He says, This big rise in economic inequality that resulted was not just some sad accident that dropped out of the sky. It was actually the result of the very predictable result of intentional policy decisions made all along the way that transferred economic power to the top - and away from low and middle income workers."

Bivens notes this has been going on since the late 1970's, and the only exception to that was right after the stock market bubble burst in 2001, and the top one percent had a couple of tough years because they rely on the stock market so much.

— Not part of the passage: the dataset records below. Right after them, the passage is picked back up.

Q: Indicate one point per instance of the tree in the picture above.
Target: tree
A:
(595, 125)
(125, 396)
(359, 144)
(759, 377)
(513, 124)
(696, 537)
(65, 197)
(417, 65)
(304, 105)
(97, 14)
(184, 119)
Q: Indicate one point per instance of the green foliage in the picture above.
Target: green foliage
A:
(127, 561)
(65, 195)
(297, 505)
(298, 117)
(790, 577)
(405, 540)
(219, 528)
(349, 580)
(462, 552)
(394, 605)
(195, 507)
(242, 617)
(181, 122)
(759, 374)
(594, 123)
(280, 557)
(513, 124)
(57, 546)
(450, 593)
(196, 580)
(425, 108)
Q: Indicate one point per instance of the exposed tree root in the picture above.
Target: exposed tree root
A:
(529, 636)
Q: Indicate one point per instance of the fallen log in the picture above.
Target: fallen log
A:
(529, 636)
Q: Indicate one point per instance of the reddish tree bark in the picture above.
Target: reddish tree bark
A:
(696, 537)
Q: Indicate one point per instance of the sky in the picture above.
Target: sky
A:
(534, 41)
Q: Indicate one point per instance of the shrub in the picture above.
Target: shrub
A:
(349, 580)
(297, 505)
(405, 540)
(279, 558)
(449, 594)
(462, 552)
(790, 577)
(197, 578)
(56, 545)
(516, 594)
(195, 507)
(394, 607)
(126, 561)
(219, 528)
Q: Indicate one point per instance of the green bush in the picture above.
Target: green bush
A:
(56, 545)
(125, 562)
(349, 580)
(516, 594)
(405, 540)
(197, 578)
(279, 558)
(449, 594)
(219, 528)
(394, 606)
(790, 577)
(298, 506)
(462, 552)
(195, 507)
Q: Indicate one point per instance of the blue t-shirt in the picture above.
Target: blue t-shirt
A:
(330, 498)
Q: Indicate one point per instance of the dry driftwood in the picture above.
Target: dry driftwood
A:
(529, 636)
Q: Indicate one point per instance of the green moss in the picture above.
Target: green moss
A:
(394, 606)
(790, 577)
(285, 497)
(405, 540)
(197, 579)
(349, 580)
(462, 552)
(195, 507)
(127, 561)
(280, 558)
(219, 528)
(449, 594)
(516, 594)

But, generally, over that full 30 years, you've just had them marching away from everyone else."

He also points out this is not just a Republican versus Democrat issue - this has been a bipartisan consensus.

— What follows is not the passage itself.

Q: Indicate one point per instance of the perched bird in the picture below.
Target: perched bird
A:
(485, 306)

"These policy decisions have sort of taken bargaining power away from low and middle income workers, whether it's allowing the minimum wage to go for decades and be battered by inflation without raising it, whether it's not allowing labor law to not keep up with growing employer hostility to workers forming unions, it's the federal reserve worrying too much about inflation, and not enough about unemployment - we think all of these things transfer economic power from low and middle income families to the top and they've been agreed to in a bipartisan fashion- it's not one single thing - it's a series of decisions…and the result is it's basically been a lost decade of income growth for middle income families - basically more than 10 years of zero income growth."

Bivens adds, "We are becoming a much less economically mobile society - we're less mobile than we used to be - people have less chances to jump out of the economic circumstances they were born into - and we're also not very mobile relative to lots of our advanced country peers."